SDEROT, Israel (Reuters) - Israeli aircraft attacked a Hamas target in the Gaza Strip on Thursday after a Palestinian rocket strike, the Israeli military said, in the first serious cross-border flare-up since a surge in fighting last month.
A second rocket launched in the evening hit a house in the Israeli border town of Sderot but caused no casualties, police said. There was no immediate comment from Palestinian factions.
The latest hostilities followed Israel’s closure of offshore waters to Gaza fisherman on Wednesday in what it said was a response to incendiary balloons launched across the frontier that caused fires in fields in southern Israel this week.
In a statement, the military said fighter planes attacked “underground infrastructure” in a compound belonging to the Hamas militant group that rules Gaza. There were no injuries.
The military said it was responding to a rocket fired from Gaza overnight that was intercepted by Iron Dome air defenses. Israel signaled it was trying to contain the confrontation.
“There’ll be another (military) campaign in the Gaza Strip,” security cabinet minister Yoav Gallant told Reshet 13 TV.
“We will decide the timing and we will decide the conditions.
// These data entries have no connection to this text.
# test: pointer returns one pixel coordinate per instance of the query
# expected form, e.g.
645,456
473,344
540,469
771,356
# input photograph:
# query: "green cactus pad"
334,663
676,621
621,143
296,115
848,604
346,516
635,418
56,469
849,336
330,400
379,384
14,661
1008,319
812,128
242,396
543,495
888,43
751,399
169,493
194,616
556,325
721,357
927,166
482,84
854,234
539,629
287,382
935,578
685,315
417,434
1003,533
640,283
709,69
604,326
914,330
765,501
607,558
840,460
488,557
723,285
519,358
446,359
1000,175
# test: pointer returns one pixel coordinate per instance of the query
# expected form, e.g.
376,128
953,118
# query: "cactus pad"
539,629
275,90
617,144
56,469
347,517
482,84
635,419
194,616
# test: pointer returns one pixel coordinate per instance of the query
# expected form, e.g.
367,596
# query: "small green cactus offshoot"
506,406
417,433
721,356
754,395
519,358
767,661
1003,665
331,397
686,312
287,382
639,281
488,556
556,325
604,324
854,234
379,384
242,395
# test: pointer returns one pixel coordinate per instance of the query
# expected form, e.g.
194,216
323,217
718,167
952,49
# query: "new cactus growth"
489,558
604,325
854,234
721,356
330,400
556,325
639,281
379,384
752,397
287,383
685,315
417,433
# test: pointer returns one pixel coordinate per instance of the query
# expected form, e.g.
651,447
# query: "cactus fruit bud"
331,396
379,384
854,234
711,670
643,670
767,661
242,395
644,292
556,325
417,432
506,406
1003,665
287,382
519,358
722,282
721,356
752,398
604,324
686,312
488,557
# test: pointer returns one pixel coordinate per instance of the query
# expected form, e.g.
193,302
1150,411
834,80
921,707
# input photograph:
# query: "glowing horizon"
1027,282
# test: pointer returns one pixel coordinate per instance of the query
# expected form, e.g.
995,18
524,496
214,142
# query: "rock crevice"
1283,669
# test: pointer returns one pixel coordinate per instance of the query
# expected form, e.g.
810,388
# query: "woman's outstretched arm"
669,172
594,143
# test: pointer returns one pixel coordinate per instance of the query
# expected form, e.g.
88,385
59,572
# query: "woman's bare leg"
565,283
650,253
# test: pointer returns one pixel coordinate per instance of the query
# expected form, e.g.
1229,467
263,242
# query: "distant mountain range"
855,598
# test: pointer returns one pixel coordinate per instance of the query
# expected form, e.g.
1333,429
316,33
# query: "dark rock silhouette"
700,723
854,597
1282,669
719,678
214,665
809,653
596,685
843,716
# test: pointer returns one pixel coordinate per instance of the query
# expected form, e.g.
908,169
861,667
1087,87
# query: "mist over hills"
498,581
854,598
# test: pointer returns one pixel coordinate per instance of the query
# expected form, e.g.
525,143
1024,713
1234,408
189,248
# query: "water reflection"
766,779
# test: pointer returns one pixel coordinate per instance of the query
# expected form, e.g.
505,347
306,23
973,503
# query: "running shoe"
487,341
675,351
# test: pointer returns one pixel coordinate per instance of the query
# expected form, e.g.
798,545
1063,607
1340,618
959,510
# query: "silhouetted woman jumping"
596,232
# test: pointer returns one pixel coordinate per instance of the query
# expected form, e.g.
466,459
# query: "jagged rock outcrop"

And I will not play into Hamas’ hands when it is the one that wants do this (escalation).”
In two days of heavy fighting in early May, projectiles from Gaza killed four civilians in Israel, local health officials said, and Israeli strikes killed 21 Palestinians, over half of them civilians, according to Gaza health authorities.
A ceasefire mediated by Egypt, Qatar and the United Nations ended that round of violence.
Some two million Palestinians live in Gaza, whose economy has suffered years of Israeli and Egyptian blockades as well as recent foreign aid cuts and sanctions by the Palestinian Authority, Hamas’s rival in the Israeli-occupied West Bank.
Israel says its blockade is necessary to stop arms reaching Hamas, with which it has fought three wars since the group seized control of Gaza in 2007, two years after Israel withdrew its settlers and troops from the small coastal enclave.